Ainda sem avaliar o texto, a ministra defendeu que, “uma vez que for incluído o desafio dos combustíveis fósseis no texto, é preciso pensar um grupo de trabalho para ir criando o caminho para esse processo de acelerar renováveis e desacelerar fósseis”. O Brasil poderá conduzir a continuação desse trabalho ao assumir a presidência da COP30, em 2025.

REPERCUSSÕES

Em meio a uma COP sediada por um país petroleiro e marcada por protestos pelo fim dos fósseis, especialistas se mostraram desapontados com o caminho que vem sendo traçado para o acordo final da conferência.

“Cada país poderá argumentar que seus subsídios estão ou não em conformidade com isso. Ou seja, a possibilidade de enquadramento dos subsídios como redução de pobreza, sem critérios claros, não permite separar o joio do trigo”, avalia a brasileira Natalie Unterstell, presidente do Instituto Talanoa.

Para as Ilhas Marshall, uma das nações mais ameaçadas pelo aumento do nível do mar devido ao aquecimento global, o texto é inaceitável.

“Nós não viemos aqui para assinar nossa garantia de morte. Viemos aqui para lutar pelo [limite de] 1,5ºC e só há uma forma de alcançar esse objetivo: com a eliminação dos combustíveis fósseis”, afirmou o ministro de Recursos Naturais do país, John Silk.

Maria Mendiluce, presidente da We Mean Business, uma coalizão de empresas que apoiam a agenda climática, classificou o último rascunho como “extremamente preocupante” e uma “lista de desejos de ações opcionais, sem significado”.

“Sair de um rascunho com quatro opções sobre a eliminação de fósseis para um novo rascunho com zero opções também me faz questionar o processo e a quem eles estão ouvindo. O mundo merece transparência sobre como as decisões são tomadas”, opinou.

BALANÇO GLOBAL

Para além dos combustíveis fósseis, o documento, que resume as medidas a serem tomadas a partir do primeiro balanço global do Acordo de Paris, traz outros diagnósticos e recomendações para basear a revisão das metas climáticas dos países (as chamadas NDCs, sigla em inglês para contribuições nacionalmente determinadas).

A revisão deve acontecer até 2025, em um processo a ser conduzido pelo Brasil, que presidirá naquele ano a COP30, em Belém (PA).

Como queria o Brasil, o rascunho publicado nesta segunda incentiva as nações a alinharem suas novas metas climáticas ao objetivo de conter o aquecimento global em até 1,5ºC -o que o país tem chamado de “missão 1,5”.

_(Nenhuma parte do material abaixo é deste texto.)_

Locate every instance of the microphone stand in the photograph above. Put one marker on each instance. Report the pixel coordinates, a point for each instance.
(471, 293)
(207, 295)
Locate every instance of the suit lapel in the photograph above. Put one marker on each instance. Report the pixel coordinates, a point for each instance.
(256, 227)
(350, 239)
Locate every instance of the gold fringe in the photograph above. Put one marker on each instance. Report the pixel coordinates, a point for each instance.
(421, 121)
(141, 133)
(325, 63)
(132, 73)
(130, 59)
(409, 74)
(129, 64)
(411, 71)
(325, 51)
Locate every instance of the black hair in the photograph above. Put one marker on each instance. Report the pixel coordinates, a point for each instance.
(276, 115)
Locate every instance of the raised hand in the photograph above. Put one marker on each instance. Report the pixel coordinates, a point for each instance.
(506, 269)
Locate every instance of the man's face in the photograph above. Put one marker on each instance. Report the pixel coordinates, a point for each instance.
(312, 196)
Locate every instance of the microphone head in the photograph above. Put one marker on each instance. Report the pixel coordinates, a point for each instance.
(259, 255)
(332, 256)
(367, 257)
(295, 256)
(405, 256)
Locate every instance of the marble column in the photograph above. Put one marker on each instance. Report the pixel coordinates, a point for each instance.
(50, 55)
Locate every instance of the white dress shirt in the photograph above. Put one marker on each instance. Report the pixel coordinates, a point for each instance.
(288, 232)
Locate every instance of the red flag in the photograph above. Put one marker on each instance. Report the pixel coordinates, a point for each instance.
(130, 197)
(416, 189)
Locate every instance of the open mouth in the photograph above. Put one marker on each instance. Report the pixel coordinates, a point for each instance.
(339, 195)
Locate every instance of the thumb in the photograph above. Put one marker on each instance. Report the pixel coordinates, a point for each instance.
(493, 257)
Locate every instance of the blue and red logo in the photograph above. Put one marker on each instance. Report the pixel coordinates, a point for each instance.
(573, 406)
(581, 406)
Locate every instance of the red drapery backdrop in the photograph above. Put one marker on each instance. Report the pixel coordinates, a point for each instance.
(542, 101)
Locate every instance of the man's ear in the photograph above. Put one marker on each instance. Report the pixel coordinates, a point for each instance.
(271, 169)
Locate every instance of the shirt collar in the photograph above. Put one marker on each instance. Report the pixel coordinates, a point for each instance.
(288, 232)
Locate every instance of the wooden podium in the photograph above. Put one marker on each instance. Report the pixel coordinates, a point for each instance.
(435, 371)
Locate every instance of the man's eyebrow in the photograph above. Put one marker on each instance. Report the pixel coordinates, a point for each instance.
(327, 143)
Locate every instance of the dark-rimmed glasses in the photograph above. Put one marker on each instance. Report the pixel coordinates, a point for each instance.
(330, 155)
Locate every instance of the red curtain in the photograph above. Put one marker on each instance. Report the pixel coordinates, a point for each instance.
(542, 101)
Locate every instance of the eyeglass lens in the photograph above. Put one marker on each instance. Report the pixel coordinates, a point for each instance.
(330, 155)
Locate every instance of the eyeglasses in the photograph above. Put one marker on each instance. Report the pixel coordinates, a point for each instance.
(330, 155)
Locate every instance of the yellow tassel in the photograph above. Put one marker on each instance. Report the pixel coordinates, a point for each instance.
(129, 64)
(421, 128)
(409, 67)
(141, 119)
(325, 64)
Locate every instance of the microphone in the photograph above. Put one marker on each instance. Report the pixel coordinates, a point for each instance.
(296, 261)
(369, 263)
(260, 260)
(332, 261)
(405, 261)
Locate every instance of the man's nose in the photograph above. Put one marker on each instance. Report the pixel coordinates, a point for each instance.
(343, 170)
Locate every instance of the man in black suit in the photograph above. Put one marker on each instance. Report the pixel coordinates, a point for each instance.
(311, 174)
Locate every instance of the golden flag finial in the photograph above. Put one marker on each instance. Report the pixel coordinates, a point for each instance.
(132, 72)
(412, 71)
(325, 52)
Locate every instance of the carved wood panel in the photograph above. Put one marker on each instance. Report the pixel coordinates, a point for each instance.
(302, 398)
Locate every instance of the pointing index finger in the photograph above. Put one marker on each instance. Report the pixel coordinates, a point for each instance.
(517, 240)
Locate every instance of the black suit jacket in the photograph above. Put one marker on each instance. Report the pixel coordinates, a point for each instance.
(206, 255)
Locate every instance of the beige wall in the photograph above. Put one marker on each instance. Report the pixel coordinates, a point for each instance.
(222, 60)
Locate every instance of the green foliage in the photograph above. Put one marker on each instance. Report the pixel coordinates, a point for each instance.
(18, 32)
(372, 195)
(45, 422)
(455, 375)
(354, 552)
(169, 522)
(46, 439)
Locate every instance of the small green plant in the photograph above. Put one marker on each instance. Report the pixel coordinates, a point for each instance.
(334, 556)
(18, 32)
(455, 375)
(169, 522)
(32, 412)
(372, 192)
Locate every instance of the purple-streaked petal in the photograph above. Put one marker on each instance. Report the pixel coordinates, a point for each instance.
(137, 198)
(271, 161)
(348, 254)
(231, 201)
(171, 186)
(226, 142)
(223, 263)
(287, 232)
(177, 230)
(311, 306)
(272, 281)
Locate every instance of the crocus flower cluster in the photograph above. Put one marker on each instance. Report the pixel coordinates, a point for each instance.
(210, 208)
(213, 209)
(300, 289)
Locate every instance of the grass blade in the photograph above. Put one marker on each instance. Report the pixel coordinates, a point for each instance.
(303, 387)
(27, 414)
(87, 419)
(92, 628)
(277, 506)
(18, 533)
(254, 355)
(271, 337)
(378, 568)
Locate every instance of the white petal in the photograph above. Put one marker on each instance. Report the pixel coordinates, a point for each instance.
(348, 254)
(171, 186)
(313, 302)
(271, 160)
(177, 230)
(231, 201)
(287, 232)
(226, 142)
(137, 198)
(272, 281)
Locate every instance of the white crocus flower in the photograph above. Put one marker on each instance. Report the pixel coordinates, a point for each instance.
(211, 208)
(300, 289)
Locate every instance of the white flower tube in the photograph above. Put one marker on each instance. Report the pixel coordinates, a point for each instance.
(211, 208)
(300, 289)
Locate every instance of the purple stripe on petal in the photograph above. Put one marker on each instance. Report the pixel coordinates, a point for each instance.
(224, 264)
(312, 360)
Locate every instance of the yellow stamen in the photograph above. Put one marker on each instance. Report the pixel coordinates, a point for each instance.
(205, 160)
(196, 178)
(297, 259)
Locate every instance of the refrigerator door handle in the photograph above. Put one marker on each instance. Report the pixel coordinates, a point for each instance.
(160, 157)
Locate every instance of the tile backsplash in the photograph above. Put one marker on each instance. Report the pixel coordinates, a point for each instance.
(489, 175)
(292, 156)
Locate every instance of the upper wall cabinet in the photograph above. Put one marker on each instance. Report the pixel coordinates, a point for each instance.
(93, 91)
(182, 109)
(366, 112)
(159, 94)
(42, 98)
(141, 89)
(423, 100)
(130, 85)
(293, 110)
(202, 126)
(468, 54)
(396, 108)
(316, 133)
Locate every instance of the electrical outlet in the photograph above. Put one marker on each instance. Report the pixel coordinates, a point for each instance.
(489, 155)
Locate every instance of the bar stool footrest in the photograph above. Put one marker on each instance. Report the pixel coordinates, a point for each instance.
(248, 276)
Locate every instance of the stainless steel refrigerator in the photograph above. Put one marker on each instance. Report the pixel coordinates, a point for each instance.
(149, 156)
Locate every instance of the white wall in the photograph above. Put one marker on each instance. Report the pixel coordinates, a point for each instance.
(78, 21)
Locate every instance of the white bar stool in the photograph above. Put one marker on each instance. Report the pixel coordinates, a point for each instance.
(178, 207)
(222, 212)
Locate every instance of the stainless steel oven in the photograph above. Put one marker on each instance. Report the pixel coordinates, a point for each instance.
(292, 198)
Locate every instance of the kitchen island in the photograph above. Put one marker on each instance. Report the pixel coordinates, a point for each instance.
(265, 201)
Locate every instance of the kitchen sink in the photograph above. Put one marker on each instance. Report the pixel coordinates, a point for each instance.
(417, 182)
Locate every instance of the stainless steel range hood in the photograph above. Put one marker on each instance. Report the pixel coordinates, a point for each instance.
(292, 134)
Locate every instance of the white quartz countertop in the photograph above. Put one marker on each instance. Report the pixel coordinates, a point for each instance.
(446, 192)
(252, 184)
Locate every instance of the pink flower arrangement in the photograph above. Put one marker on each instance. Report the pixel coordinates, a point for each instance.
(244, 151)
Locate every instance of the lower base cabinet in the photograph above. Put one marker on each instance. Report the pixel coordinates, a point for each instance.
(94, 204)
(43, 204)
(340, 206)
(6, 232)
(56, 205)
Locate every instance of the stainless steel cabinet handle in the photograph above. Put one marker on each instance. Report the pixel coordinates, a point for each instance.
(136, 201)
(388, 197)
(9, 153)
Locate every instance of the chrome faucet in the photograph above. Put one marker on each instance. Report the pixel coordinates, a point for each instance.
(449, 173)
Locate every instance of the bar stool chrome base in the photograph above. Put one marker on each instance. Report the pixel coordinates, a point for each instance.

O mesmo trecho também sugere que as metas sejam válidas para toda a economia e não só para alguns setores, a exemplo da NDC atual brasileira.

As NDCs que não abrangem toda a economia do país ou que medem suas reduções de emissões de forma relativa ao crescimento econômico estão entre os truques que países usaram para economizar esforços na redução de emissões ao assinarem o Acordo de Paris, em 2015. Evitar as pegadinhas, especialmente de grandes emissores, está entre os desafios brasileiros na presidência da COP30.

Outro parágrafo do texto que agrada uma posição recente da diplomacia brasileira é o que enfatiza a importância de ações como o combate ao desmatamento até 2030, além da restauração florestal e do alinhamento das ações climáticas com as de proteção da biodiversidade. Estas medidas, diz o documento, devem ser norteadas pelo novo marco global de biodiversidade, aprovado em Montreal no final do ano passado.

O Brasil está entre os países que apoiam a conexão entre as duas agendas -algo que era combatido pelos negociadores brasileiros em governos anteriores.